Walking all the way to the Inquisition’s headquarters would take too long, so when you’re finally outside you make a big tentacle come out of the ground, wrap your small body around its tip, then fling yourself across the city. Like throwing a rock only it’s you instead.
You cheer as you fly past a bunch of houses and, thanks to your super fast reflexes, snap a pigeon out of the air as an in-flight snack.
You crash into the roof of an apartment building two blocks away from the Inquisition, roll a lot to bleed off your speed, then fall off the edge and crash at the bottom of an alleyway. But you didn’t lose your snack and you can fix all the broken bones so it’s okay.
Getting up, you dust off your ninja outfit, rub some feathers off your face, then stick your head out of the alley.
There aren’t a lot of mortals around at this hours, so hardly anyone notices as you run across the streets towards the big castle and slip through some alleyways and up some walls with your tentacles.
In no time at all you’re standing before the Conclave of the Inquisition. The front of the building is large and flat and made of dark stones with little alcoves where statues of people with silly hats holding beakers and rulers and scales are all staring down towards the big doors at the front.
You find a shadowy place next to a newspaper stand across the street, then you grab some more shadows from a few other places and bring them closer so that you’re even harder to see.
This is where you’ll do all your work.
Reaching out, you send a billion little tentacles that are just on the other side of everything questing within the Conclave to map out every tunnel and passage and room.
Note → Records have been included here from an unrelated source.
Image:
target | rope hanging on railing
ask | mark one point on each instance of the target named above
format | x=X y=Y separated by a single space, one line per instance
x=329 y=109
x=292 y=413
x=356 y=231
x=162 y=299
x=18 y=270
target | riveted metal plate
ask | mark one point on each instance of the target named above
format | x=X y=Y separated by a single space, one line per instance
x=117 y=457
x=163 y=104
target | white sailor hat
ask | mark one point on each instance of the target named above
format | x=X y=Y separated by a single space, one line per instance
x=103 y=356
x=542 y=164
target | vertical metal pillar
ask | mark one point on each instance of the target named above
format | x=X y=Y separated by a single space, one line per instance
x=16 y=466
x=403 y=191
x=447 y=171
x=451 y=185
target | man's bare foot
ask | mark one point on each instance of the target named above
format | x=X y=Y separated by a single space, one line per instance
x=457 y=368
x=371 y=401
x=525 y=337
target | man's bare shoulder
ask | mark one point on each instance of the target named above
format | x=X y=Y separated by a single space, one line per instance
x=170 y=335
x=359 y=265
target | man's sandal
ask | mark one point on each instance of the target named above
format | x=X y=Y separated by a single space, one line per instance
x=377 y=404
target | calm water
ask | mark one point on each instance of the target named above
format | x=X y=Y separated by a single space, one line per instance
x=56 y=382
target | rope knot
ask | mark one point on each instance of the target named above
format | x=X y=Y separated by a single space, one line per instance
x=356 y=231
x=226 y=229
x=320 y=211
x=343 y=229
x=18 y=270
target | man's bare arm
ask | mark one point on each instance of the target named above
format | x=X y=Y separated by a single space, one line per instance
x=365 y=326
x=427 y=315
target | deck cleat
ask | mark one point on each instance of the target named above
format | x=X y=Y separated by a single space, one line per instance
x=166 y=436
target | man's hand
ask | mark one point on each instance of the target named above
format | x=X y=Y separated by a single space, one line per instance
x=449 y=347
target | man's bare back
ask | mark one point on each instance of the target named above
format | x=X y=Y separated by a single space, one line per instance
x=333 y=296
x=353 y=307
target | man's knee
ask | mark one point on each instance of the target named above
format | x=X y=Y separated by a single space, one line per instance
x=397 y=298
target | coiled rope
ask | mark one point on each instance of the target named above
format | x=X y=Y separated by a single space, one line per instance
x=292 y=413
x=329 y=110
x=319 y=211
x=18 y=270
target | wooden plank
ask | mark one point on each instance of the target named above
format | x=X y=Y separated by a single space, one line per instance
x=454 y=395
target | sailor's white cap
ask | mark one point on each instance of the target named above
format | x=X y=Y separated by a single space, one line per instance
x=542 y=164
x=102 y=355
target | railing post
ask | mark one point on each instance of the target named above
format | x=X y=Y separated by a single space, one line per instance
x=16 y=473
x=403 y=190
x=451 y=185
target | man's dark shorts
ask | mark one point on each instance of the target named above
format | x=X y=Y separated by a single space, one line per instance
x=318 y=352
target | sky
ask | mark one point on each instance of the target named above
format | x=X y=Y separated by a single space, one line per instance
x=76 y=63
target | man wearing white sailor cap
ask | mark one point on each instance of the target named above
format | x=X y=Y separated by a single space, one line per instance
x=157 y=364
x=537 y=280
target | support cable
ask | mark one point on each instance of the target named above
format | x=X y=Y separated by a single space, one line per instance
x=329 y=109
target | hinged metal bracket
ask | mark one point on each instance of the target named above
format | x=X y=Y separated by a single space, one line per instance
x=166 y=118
Some tentacles hit things that shouldn’t be and get zapped or eaten, but they’re small and don’t matter.
You find Pou-tine right where the important man’s memories said they would be. It’s deep, deep under the building, in a room built with hundreds of circles in the ground and a bunch of obelisks that might be made of bones around. Pou-tine is stuck in the centre with all sorts of equipment being aimed at them.
Nodding, you grab your body with another tentacle and move yourself over to where Pou-tine is.
The room smells like rubbing-alcohol and grease. It’s barely lit by a few yellow-ish magic circles on the walls next to rows of metal desks just like in school.
Pou-tine shifts a little, a fri-eye turning in your direction.
“Hello, Pou-tine,” you say. “I’m here to free you.”